Pour la préparation de cet article, j’ai testé les mêmes requêtes SQL sur MariaDB 10.2.9 et PostgreSQL 9.6.3. PostgreSQL m’a donné une excellente base de référence pour évaluer les nouveautés de MariaDB.

1. Petite présentation des CTE

J’en ai longtemps rêvé, ça y est, les développeurs de MariaDB l’ont fait. Il est enfin possible d’utiliser des CTE dans le petit monde du MySQL… à condition de migrer bien évidemment sur MariaDB.

Alors c’est quoi ces... CTE ?

La CTE, c’est la possibilité d’écrire autrement son code SQL. Quand j’écris « autrement », je veux dire par là, d’une manière plus lisible, plus maintenable… plus mieux quoi !!!

Avant les CTE, quand vous deviez écrire une requête complexe avec MySQL, vous pouviez être amené à écrire quelque chose dans ce genre :

SELECT *

FROM (

   SELECT *

   FROM (

      SELECT *

      FROM (

         SELECT * FROM tablex WHERE x <> y

      )

      WHERE condition machin

   )

   WHERE condition truc

)

WHERE condition bidule

Cette requête (bidon) utilise plusieurs sous-requêtes imbriquées (via la clause FROM), la requête la plus « en profondeur » étant exécutée en premier, pour renvoyer un jeu de données à la requête de niveau supérieur, qui elle-même renvoie un jeu de données à la requête de niveau supérieur, qui...

C’est horrible, non ? On se croirait dans un cauchemar à la « Inception » (le film de Christopher Nolan).

Et encore, j’ai été gentil, je n’ai pas mis de jointure dans tout ça. C’est un exemple scolaire, rien à voir avec la vraie vie. Dans la vraie vie, je connais des requêtes de ce type qui font plus de 80 lignes, avec des jointures sur une douzaine de tables.

Quand j’interviens en maintenance sur une requête de ce type, chez un client qui se plaint de problèmes de maintenabilité ou de problèmes de performances (et souvent des deux à la fois), mon premier réflexe consiste à voir si je peux réécrire cette requête avec des CTE. Avec PostgreSQL (à partir de la version 9.1) comme avec certains SGBD propriétaires, les CTE permettent souvent de remettre d’aplomb un code SQL confus.
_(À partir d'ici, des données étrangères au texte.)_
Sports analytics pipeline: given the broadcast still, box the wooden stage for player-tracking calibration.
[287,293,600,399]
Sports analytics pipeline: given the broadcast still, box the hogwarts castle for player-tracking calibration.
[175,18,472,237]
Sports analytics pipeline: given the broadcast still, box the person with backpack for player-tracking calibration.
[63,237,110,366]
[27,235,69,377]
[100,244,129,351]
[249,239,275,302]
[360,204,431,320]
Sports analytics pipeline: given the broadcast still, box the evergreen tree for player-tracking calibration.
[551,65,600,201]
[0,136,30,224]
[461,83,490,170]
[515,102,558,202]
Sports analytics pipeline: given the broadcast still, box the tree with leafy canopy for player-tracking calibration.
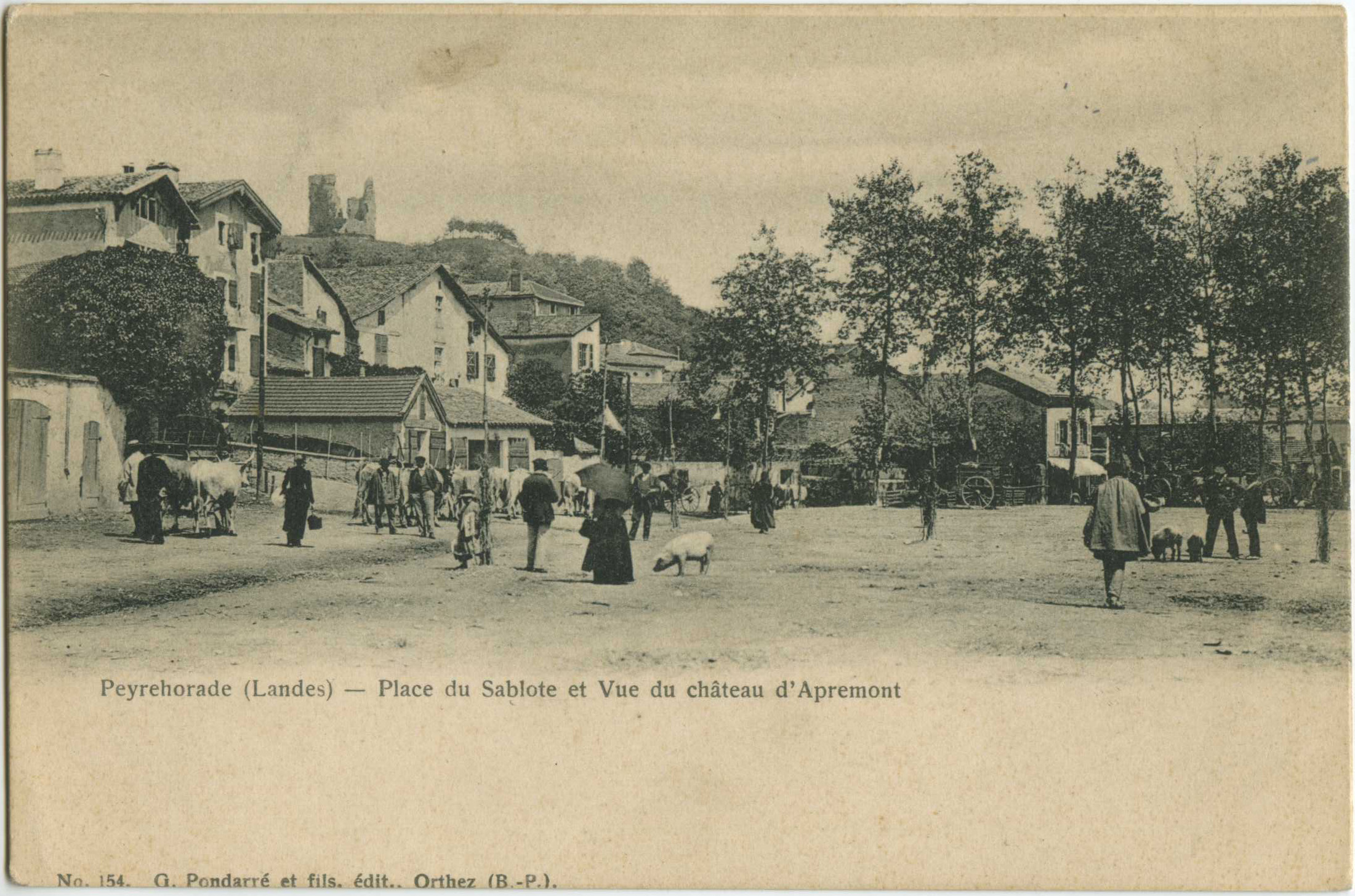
[824,158,936,493]
[504,358,568,418]
[6,246,230,437]
[1002,160,1106,498]
[687,225,827,464]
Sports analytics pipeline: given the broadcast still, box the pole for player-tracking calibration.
[255,261,268,498]
[480,287,494,566]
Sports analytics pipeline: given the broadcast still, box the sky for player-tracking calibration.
[6,7,1347,315]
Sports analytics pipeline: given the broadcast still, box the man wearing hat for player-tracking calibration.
[409,455,438,538]
[1203,467,1241,561]
[518,457,560,572]
[367,457,400,535]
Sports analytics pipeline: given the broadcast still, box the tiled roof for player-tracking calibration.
[325,264,436,321]
[227,374,424,420]
[439,386,550,426]
[179,177,282,233]
[460,278,584,307]
[603,340,678,367]
[485,308,601,337]
[268,299,339,333]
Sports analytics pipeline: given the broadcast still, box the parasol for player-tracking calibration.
[579,463,630,503]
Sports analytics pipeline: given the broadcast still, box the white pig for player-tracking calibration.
[654,532,715,575]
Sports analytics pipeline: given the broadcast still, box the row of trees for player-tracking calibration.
[693,146,1348,554]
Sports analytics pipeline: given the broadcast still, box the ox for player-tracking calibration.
[188,460,249,535]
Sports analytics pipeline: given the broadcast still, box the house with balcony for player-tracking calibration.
[177,173,282,407]
[6,149,199,268]
[324,264,512,398]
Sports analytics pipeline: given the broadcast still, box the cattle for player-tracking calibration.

Notre requête bidon précédente pourrait donc prendre la forme suivante :

WITH

cte1 AS (

   SELECT * FROM tablex WHERE x <> y

)

,

cte2 AS (

   SELECT * FROM cte1 WHERE condition machin

)

,

cte3 AS (

   SELECT * FROM cte2 WHERE condition truc

)

,

cte4 AS (

   SELECT * FROM cte1 WHERE condition bidule

)

SELECT * FROM cte4

Le mot-clé WITH permet de démarrer une CTE, ou une série de CTE (ici cte1, cte2, etc.). Chaque CTE peut être totalement indépendante des autres, ou au contraire exploiter le résultat des CTE qui la précèdent. On peut par exemple écrire une CTE qui effectue une jointure entre une CTE précédente et une table SQL (ou une vue SQL). Au fait, vous définissez comme vous voulez le nom de vos CTE, alors n’hésitez pas à utiliser des noms plus parlants que ceux que j’ai utilisés ici. Attention toutefois aux conflits de nommage avec des objets SQL existants par ailleurs. C’est la raison pour laquelle j’ai pris pour habitude de préfixer mes CTE par cte, mais ce n’est pas une obligation.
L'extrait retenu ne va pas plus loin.